Li-lan’s art, in this critic’s view, introduces “the sensation of being many places at once—the meta-cubist condition of comprehending the world as a spannable, available site of tangentially related experiences, a continuous discontinuity.” She paints and draws with exquisite deliberation, however, as if to slow down this dizzying, post-modern world so that its galaxy of sensations can be tasted.
Li-lan’s pictures, through the juxtaposition of photographic, intimate subject matter, construct ambiguous and surreal spaces with myriad shifts in relative position. Postcard or stamp images are interrupted, folded, floated, or pushed partway off the canvas. An enlarged bug can wander across a tiny photo of a grand building or Chinese courtyard. The viewer is invited to a pictorial wonderland to explore its upended sense of proportion and to play a reading game with the artist.
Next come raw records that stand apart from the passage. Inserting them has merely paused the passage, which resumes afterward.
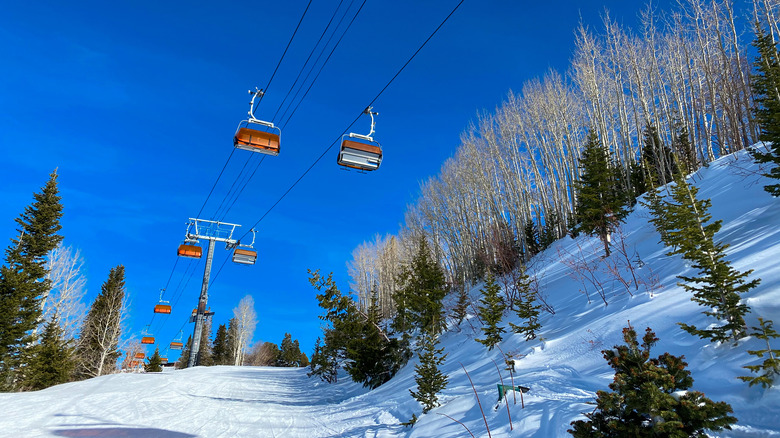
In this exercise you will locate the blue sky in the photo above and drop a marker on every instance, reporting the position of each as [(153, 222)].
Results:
[(136, 104)]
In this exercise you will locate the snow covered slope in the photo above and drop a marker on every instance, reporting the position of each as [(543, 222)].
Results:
[(563, 370)]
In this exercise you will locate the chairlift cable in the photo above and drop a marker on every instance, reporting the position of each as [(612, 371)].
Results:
[(361, 113)]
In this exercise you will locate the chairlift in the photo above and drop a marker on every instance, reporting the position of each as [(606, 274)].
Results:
[(163, 306), (245, 256), (361, 152), (256, 135)]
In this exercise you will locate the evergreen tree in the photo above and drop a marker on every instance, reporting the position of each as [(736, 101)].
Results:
[(23, 279), (51, 361), (219, 349), (232, 340), (685, 224), (154, 364), (601, 199), (647, 398), (491, 311), (430, 380), (770, 368), (419, 298), (527, 308), (766, 89), (184, 358), (97, 350), (205, 357)]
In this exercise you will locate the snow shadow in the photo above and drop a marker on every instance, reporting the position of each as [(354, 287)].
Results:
[(124, 432)]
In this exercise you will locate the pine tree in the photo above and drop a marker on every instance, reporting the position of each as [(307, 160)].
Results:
[(770, 368), (527, 308), (491, 312), (430, 380), (219, 349), (766, 89), (97, 350), (419, 299), (184, 358), (649, 397), (601, 200), (205, 357), (52, 359), (154, 364), (685, 224), (23, 279)]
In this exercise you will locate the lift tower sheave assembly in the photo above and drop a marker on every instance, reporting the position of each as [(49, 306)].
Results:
[(213, 231)]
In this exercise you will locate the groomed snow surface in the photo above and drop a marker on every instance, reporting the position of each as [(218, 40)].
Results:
[(564, 369)]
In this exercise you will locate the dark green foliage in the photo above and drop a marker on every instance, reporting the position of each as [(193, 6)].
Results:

Li-lan has exhibited extensively in the USA and internationally, especially in Taiwan and Japan. Her work is in major public and private collections all over the world, including the Weatherspoon Art Museum in Greensboro, NC, the Parrish Museum in Southampton, NY, the William Benton Museum of Art in Storrs, CT, the Virginia Museum of Fine Arts, the Ohara Museum of Art in Kurashiki, Japan, and the Sezon Museum of Modern Art in Karuizawa, Japan. She grew up in New York City, daughter of the acclaimed artist and poet Yun Gee, and continues to live and work here and in East Hampton, Long Island.
A catalog, jointly produced for the current exhibit and another held recently at the DoubleVision Gallery in Los Angeles, is available at the Nabi, as is a newly published collection of writings by Li-lan’s father, Yun Gee: Poetry, Wrtings, Art, Memories (University of Washington Press).